Scenario 3: The Surgical Center with High Turnover (15-50 users)
The third scenario is a bit of a hybrid and, in my opinion, the most interesting. This is a surgical center with 30-40 part-time staff, rotating surgeons from different practices, and high seasonal turnover. The user count is small enough that Okta feels like overkill, but the churn is high enough that manual provisioning is a constant cost.
From the outside, it looks like this is still a 'small' scenario. The reality is the cost of turnover is massive. Each new surgeon needs accounts for Globus Medical planning, the EHR, scheduling, and sometimes specific device manufacturers' portals. If it takes 3 days to get all that set up manually, and you have 5 new surgeons a month, that's 15 days of someone's time per month just on provisioning. (If I remember correctly, we tracked this at a center I consulted with and it came to about $3,200 per month in admin time.)
For this situation, the integrated Okta solution specifically for Globus Medical (or any critical-path clinical software) makes sense if you can do a targeted deployment. You don't need to integrate every app. You just need the high-cost, high-churn ones.
I'd recommend starting with a pilot: connect Okta to just the Globus Medical systems and the EHR. See if it cuts provisioning time from 3 days to 1 hour. If it does, and you can quantify the admin time saved, then the cost is justified. If the savings are marginal, don't bother scaling.
One thing to watch for: vendor lock-in. That 'free setup' offer from your IT vendor? Check the contract carefully. Some will quote a low integration fee but then charge an annual 'maintenance' fee based on number of users. If your headcount fluctuates, that can spiral. (The cheap option here could result in a $1,200 overage if your user counts spike. People assume fixed pricing is always better. Actually, per-user pricing with a cap is often cheaper for seasonal centers.)
The verdict for high-turnover centers: Deploy Okta selectively for high-cost clinical tools. It's a targeted investment that can pay off in months if the turnover math works. Get a fixed-price integration quote and calculate your TCO on a 2-year horizon.
How to Decide Which Scenario You Are
Instead of a fluffy 'depends on your situation,' here's a simple three-question check:
- How many people touch your Globus Medical systems? Under 25? Lean toward Scenario 2. Over 50? Scenario 1. In between? You're Scenario 3.

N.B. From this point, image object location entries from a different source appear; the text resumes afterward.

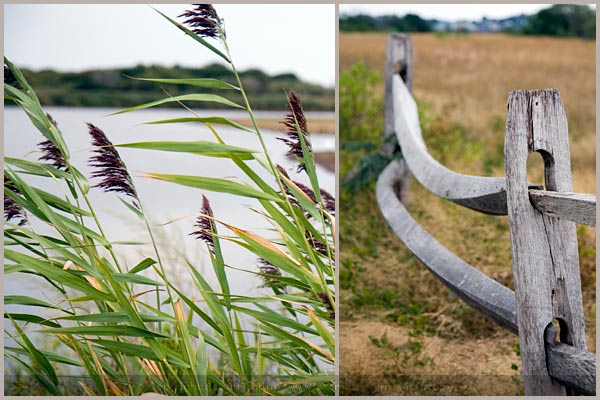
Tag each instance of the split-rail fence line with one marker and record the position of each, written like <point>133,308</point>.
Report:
<point>546,309</point>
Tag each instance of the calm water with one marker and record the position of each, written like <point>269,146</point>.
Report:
<point>163,201</point>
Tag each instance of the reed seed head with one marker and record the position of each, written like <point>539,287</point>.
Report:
<point>270,272</point>
<point>204,21</point>
<point>319,246</point>
<point>11,208</point>
<point>204,223</point>
<point>109,165</point>
<point>296,116</point>
<point>328,201</point>
<point>9,78</point>
<point>49,150</point>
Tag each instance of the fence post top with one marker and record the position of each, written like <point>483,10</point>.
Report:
<point>550,92</point>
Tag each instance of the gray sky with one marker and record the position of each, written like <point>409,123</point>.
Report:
<point>449,12</point>
<point>73,37</point>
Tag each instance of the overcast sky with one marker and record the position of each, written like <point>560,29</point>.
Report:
<point>73,37</point>
<point>449,12</point>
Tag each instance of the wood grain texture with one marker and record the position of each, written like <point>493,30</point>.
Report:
<point>398,61</point>
<point>398,58</point>
<point>544,249</point>
<point>484,194</point>
<point>572,367</point>
<point>476,289</point>
<point>576,207</point>
<point>499,303</point>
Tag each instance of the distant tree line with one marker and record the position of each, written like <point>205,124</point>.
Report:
<point>568,20</point>
<point>386,23</point>
<point>115,88</point>
<point>564,20</point>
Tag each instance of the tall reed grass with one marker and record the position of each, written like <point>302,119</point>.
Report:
<point>129,343</point>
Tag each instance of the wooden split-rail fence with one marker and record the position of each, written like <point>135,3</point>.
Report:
<point>545,309</point>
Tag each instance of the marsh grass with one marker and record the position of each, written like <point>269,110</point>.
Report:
<point>129,334</point>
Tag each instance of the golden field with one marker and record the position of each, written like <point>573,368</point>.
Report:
<point>402,332</point>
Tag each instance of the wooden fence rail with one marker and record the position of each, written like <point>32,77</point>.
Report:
<point>542,225</point>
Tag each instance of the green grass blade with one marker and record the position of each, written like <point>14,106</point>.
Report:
<point>137,350</point>
<point>105,330</point>
<point>31,318</point>
<point>37,356</point>
<point>142,265</point>
<point>203,97</point>
<point>206,120</point>
<point>199,147</point>
<point>57,274</point>
<point>49,355</point>
<point>214,185</point>
<point>138,279</point>
<point>209,83</point>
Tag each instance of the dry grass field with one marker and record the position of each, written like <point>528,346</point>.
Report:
<point>402,332</point>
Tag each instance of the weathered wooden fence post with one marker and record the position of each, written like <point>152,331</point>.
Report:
<point>398,60</point>
<point>544,248</point>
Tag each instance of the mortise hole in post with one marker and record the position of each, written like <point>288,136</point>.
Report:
<point>403,71</point>
<point>535,168</point>
<point>563,330</point>
<point>540,168</point>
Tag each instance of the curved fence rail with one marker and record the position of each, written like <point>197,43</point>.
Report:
<point>543,240</point>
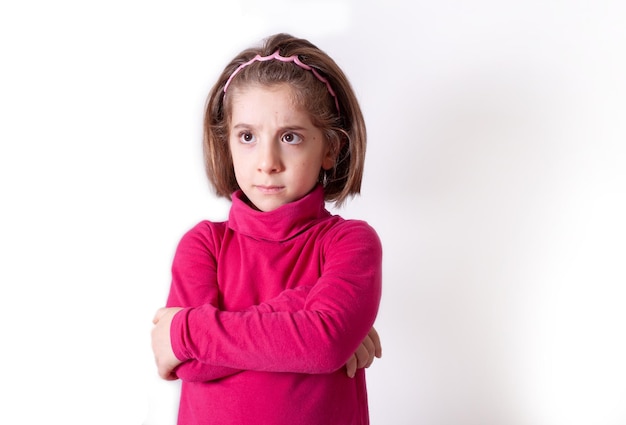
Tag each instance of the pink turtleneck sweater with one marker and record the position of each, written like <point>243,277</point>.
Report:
<point>276,302</point>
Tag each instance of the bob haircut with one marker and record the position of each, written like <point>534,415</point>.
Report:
<point>344,129</point>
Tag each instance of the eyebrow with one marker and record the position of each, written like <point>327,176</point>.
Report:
<point>284,128</point>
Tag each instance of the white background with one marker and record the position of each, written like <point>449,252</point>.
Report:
<point>495,177</point>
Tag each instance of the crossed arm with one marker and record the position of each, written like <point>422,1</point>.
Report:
<point>171,368</point>
<point>335,306</point>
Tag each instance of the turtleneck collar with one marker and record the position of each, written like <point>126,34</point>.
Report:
<point>280,224</point>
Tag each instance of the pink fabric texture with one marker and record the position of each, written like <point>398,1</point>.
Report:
<point>275,303</point>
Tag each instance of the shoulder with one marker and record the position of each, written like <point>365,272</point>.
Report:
<point>205,234</point>
<point>355,233</point>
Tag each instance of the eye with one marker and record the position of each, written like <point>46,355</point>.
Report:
<point>291,138</point>
<point>246,137</point>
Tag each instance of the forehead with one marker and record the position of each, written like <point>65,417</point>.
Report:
<point>257,102</point>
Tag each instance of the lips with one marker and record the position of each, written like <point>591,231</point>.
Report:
<point>269,189</point>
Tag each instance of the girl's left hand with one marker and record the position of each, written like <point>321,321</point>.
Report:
<point>364,356</point>
<point>161,345</point>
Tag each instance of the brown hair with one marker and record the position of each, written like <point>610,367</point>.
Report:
<point>343,129</point>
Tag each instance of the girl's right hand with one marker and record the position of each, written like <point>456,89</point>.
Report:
<point>364,356</point>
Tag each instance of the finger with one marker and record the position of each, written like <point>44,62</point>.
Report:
<point>351,366</point>
<point>363,354</point>
<point>371,351</point>
<point>157,315</point>
<point>378,352</point>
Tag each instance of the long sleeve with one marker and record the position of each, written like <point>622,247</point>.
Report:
<point>319,338</point>
<point>195,371</point>
<point>194,282</point>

- What's your average time to provision a new user for your surgical planning software? If it's under 15 minutes and your admin handles it without complaint, you might not have a cost problem to solve. If it's taking hours or requiring IT involvement, you have a savings opportunity.
- What's the cost of a security breach due to slow de-provisioning? If your answer is 'very high' (e.g., you handle sensitive patient data and have compliance audits), the license cost of Okta is cheap insurance. If your answer is 'minimal, we're a small team that trusts each other,' then the password manager route works fine.
I've seen a lot of procurement managers jump into digital efficiency tools because the slides look good. But my rule is always the same: Start with the cost of the problem you're solving. If that cost is high, invest. If it's low, don't pretend a new system will magically create value. The efficiency is real—but only if you're inefficient to begin with.
(Note to self: write a follow-up on automating the quote-to-order process for custom implants. That's a different cost structure entirely.)